Jim and I returned to Eastport for the sixth time since 2013. Along the way, others in the media came with us: Marketplace’s Kai Ryssdal, recording for his series on Our Towns, and Jeanne Jordan and Steve Ascher, the filmmakers of the HBO Our Towns documentary, who captured the stunning beauty of the Bay of Fundy and the tough and gritty comportment of the residents. Eastport has a long list of big fans, including all of us.
This time, we came to the Eastport Arts Center to talk with David Dahl, editor of the non-profit news organization, the Maine Monitor, about some of the changes we had seen in small towns over the last decade. What were some secrets of their successes or declines? How had the pandemic shaken up small towns? Why has public perception changed from the previous ho-hum attitude to rural and small town America shifted, to the now-conventional wisdom that they are important and interesting?

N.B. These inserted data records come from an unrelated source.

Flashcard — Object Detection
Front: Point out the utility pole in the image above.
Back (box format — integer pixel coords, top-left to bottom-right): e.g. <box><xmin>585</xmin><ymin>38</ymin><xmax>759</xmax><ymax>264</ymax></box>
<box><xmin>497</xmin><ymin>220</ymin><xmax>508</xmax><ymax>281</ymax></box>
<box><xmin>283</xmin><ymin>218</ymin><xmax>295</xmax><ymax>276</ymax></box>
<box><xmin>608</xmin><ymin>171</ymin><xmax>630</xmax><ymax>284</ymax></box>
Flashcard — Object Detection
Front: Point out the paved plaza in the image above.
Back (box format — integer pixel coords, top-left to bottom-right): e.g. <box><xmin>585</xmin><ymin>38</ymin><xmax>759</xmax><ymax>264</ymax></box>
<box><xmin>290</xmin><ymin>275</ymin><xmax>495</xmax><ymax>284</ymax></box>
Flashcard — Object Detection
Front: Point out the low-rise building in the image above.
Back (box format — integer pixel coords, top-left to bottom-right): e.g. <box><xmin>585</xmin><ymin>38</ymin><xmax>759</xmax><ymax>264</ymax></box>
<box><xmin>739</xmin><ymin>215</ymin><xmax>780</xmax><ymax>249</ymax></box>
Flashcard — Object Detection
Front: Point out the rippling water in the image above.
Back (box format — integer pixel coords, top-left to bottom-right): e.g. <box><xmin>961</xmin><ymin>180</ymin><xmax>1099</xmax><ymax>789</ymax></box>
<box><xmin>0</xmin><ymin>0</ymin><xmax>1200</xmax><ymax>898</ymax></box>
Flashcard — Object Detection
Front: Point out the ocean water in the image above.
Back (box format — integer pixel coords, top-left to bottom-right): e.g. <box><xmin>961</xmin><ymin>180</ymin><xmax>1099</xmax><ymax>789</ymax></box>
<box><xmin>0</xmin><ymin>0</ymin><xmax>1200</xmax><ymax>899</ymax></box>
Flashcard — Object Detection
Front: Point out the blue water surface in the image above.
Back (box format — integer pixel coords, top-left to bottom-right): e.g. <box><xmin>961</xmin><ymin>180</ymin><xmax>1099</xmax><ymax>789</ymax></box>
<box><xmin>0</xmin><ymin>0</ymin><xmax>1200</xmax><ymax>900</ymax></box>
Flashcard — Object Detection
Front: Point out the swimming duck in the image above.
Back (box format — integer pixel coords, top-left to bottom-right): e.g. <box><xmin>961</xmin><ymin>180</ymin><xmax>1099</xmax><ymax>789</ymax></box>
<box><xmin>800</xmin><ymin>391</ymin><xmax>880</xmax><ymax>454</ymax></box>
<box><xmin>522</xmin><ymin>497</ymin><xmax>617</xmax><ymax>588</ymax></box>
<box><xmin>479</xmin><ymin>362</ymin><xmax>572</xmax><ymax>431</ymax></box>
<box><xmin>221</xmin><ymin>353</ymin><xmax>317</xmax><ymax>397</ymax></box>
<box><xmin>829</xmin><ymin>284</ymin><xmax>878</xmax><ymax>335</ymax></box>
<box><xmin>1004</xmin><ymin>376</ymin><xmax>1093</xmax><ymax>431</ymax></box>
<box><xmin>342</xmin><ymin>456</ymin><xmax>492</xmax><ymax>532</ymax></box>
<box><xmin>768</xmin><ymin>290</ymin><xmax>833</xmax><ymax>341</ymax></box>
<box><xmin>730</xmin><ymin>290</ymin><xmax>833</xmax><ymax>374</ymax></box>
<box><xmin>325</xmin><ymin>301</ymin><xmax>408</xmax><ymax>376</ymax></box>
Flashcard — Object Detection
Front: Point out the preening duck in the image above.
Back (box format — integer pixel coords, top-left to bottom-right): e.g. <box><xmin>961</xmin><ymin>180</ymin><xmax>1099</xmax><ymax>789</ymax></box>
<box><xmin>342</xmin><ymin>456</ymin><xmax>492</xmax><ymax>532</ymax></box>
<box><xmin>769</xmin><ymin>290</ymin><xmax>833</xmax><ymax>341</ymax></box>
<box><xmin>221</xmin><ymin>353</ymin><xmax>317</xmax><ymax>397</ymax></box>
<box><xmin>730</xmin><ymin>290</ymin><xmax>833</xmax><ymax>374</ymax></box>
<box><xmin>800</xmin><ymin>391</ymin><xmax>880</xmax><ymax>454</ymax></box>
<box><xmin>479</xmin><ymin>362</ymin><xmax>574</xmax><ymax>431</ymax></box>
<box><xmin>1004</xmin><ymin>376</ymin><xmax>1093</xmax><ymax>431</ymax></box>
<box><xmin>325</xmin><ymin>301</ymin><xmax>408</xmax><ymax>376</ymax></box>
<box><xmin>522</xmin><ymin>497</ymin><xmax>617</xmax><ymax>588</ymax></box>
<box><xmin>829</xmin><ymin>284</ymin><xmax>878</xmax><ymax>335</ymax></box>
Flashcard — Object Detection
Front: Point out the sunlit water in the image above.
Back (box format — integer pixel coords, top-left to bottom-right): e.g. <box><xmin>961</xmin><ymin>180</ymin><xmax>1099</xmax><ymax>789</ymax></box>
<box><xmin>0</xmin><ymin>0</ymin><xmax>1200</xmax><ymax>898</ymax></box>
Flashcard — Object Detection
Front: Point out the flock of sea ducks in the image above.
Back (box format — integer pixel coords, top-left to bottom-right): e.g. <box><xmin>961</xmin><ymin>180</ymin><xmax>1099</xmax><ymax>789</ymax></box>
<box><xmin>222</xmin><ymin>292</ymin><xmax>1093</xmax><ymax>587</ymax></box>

We also talked about the crisis of local journalism, and some of the creative answers to that crisis, like the Maine Monitor’s model of a citizen-supported, in-depth, non-partisan reporting. And Eastport’s robust Quoddy Tides, now run by the second generation of the French family, which has not only survived but thrived for nearly 55 years, and prints a hefty paper about local and regional issues every other week. We have a subscription to the paper, which we fight over as soon as it arrives in the mail to DC.
We talked for an hour, and could have stayed for several more. A good 10 % of Eastport’s population showed up with questions.